Senin, 18 Agustus 2025
DPD RI
Gedung Nusantara
Gedung Nusantara

Ketua DPD RI Sandang Gelar Ampon Chiek dari Kerajaan Beutong, Aceh

Gelar LaNyalla ditandai pemberian kopiah, rencong dan piagam yang diserahkan langsung Paduka Yang Mulia Ampon Daulat Tuanku Raja Beutong Keuamangan

Editor: Content Writer
DPD RI
Ketua DPD RI LaNyalla Mattalitt saat menerima gelar kehormatan dari Kerajaan Beutong, Aceh, Kamis (24/3/2022) 

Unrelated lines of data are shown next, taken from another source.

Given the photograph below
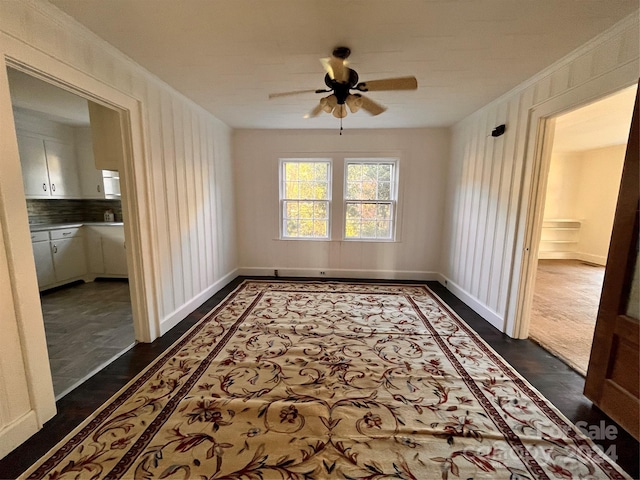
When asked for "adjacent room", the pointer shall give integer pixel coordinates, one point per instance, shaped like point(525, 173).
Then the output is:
point(583, 182)
point(303, 237)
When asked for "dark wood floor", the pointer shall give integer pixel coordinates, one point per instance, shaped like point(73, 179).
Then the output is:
point(555, 380)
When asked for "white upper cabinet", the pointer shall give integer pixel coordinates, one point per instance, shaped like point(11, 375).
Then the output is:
point(49, 168)
point(91, 183)
point(34, 166)
point(63, 169)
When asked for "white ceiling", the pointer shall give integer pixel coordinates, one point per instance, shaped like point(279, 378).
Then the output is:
point(228, 55)
point(602, 123)
point(50, 101)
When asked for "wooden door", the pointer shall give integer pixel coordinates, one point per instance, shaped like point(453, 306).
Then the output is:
point(613, 377)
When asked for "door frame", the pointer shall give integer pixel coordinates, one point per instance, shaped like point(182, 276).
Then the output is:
point(14, 218)
point(537, 161)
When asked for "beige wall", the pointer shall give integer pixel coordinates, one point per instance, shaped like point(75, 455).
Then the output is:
point(490, 179)
point(597, 196)
point(423, 155)
point(584, 186)
point(178, 191)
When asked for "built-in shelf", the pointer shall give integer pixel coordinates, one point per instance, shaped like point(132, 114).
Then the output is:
point(559, 238)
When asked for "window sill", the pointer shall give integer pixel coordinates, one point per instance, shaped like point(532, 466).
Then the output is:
point(340, 240)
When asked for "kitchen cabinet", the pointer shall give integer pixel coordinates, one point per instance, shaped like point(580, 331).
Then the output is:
point(63, 170)
point(114, 253)
point(91, 184)
point(69, 260)
point(59, 256)
point(33, 159)
point(49, 168)
point(43, 258)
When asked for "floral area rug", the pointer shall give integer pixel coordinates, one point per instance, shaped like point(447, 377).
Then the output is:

TRIBUNNEWS.COM - Ketua DPD RI, AA LaNyalla Mahmud Mattalitti, berhak menyandang gelar kehormatan Ampon Chiek saat berkunjung ke Kerajaan Beutong, Aceh, Kamis (24/3/2022).

Gelar untuk LaNyalla ditandai dengan pemberian kopiah, rencong dan piagam yang diserahkan langsung Paduka Yang Mulia Ampon Daulat Tuanku Raja Beutong Ke-IX, Teuku Raja Keumangan.

Paduka Yang Mulia Ampon Daulat Tuanku Raja Beutong Ke-IX, Teuku Raja Keumangan, menjelaskan gelar kehormatan itu diberikan atas darma bakti LaNyalla kepada bangsa dan NKRI.

Teuku Raja Keumangan berharap kehadiran LaNyalla di Kerajaan Beutong, dapat menjalin silaturahmi dan membawa berkah bagi rakyat Beutong dan Aceh.

"Kami berharap dengan kunjungan ini berpengaruh besar demi kepentingan pembangunan di Aceh dan Nagan Raya. Mohon kami terus diberi perhatian," kata Teuku Raja Keumangan.

Dalam kesempatan itu, Raja Beutong Ke-IX juga menyerahkan surat terkait perpanjangan dana Otonomi Khusus Aceh. "Kami titip kepada Pak Ketua DPD RI, mohon disampaikan ke pemerintah," ujar dia.

Ditegaskannya komitmen Aceh terhadap negara tidak perlu diragukan, sebab raja-raja Aceh sepakat melebur ke negara Republik Indonesia saat kelahiran negeri ini.

"Awalnya salah satu raja Aceh Teuku Muhammad Hasan diajak bicara oleh Presiden Soekarno untuk lahirnya bangsa. Dari situlah kemudian raja-raja di Aceh sepakat melebur ke dalam Negara Republik Indonesia," tegasnya.

Ketua DPD RI, AA LaNyalla Mahmud Mattalitti, berterimakasih atas gelar yang diberikan. Menurutnya, sebuah kehormatan sudah diangkat sebagai bagian dari kerajaan di Aceh.

Dalam kesempatan itu, LaNyalla menyampaikan sejak Amandemen atas UUD 1945 naskah Asli tahun 1999 hingga 2002 silam, elemen-elemen Non-Partisan, termasuk unsur golongan, seperti Raja dan Sultan Nusantara, kehilangan peran.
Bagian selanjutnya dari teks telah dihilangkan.